Fundamentals of Time and Relativity

Vectors

In a given spatial 3d Cartesian reference frame, the standard basis vectors

2.1

e_{x} = (1,0,0), e_{y} = (0,1,0), e_{z} = (0,0,1)

point along the three chosen coordinate axes. A line from the origin to a point $P$ with coordinates $(x, y, z)$ then has the vector representation

2.2

x = x e_{x} + y e_{y} + z e_{z}

In Euclidean space the inner product of any two vectors is defined as

2.3

u \cdot v = u_{x} v_{x} + u_{y} v_{y} + u_{z} v_{z}

Obviously then the base vectors satisfy the orthonormality relation

2.4

e_{i} \cdot e_{j} = δ_{i j}, i, j = x, y, z

and the length of a vector is given by the Pythagorean formula:

2.5

| u | = \sqrt{u \cdot u} = \sqrt{u_{x}^{2} + u_{y}^{2} + u_{z}^{2}}

A Cartesian coordinate system treats the three directions $x, y, z$ in a symmetric fashion.

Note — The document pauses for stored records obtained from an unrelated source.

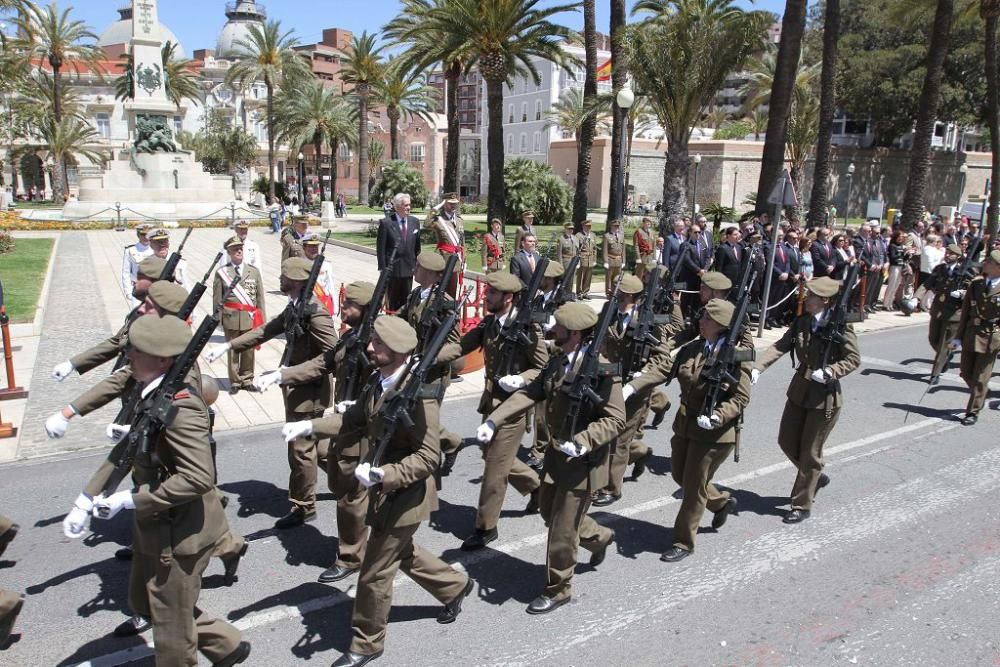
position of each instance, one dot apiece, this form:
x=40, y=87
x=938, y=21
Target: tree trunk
x=793, y=25
x=585, y=138
x=819, y=201
x=930, y=96
x=452, y=75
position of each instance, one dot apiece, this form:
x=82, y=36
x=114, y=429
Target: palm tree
x=681, y=57
x=793, y=26
x=363, y=70
x=267, y=55
x=46, y=34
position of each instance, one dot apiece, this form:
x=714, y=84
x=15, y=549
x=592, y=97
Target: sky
x=197, y=22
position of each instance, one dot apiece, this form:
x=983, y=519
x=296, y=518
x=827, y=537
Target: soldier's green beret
x=716, y=280
x=431, y=261
x=824, y=287
x=296, y=268
x=720, y=310
x=631, y=284
x=152, y=267
x=360, y=292
x=165, y=336
x=576, y=316
x=504, y=281
x=396, y=333
x=168, y=296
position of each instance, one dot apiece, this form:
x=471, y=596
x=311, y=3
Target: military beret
x=504, y=281
x=396, y=333
x=152, y=267
x=360, y=292
x=716, y=280
x=167, y=295
x=576, y=316
x=296, y=268
x=824, y=287
x=631, y=284
x=720, y=310
x=165, y=336
x=431, y=261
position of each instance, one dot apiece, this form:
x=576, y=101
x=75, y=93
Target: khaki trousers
x=388, y=551
x=693, y=464
x=503, y=467
x=570, y=527
x=801, y=435
x=165, y=589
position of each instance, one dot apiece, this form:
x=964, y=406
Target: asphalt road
x=899, y=564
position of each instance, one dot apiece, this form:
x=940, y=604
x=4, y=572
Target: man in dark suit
x=401, y=231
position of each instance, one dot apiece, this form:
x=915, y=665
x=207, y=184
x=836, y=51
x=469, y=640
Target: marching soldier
x=814, y=397
x=302, y=401
x=979, y=335
x=502, y=464
x=586, y=244
x=243, y=310
x=574, y=463
x=614, y=256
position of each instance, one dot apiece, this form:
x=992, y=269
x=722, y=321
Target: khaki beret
x=396, y=333
x=504, y=281
x=165, y=336
x=296, y=268
x=431, y=261
x=631, y=284
x=152, y=267
x=720, y=310
x=168, y=296
x=716, y=280
x=576, y=316
x=824, y=287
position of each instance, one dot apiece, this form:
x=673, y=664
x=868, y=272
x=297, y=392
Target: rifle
x=357, y=345
x=297, y=318
x=151, y=415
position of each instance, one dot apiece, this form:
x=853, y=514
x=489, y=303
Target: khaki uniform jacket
x=802, y=391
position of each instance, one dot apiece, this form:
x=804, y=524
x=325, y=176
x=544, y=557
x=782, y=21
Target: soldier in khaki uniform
x=814, y=395
x=178, y=516
x=403, y=496
x=243, y=310
x=586, y=244
x=502, y=464
x=302, y=401
x=979, y=335
x=574, y=462
x=614, y=256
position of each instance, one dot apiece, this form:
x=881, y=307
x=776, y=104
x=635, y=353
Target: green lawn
x=23, y=273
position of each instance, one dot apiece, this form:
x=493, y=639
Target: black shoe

For this reason, a Cartesian system can be rotated, and the same form of the general distance function is maintained in the rotated system.

One can define alternative, non-Cartesian, coordinate systems for an Euclidean space; for instance, cylindrical and spherical coordinate systems are very useful in physics.

The crucial feature of the concept of distance in physics is that distance between points in ordinary space (or between two events that occur at the same moment of time) is a physical invariant: it does not change with the choice of coordinate system.
The numerical formulas for distance in alternative coordinate systems appear to be quite different from the Cartesian formula. But they are defined to give the same results for the distances between physical points.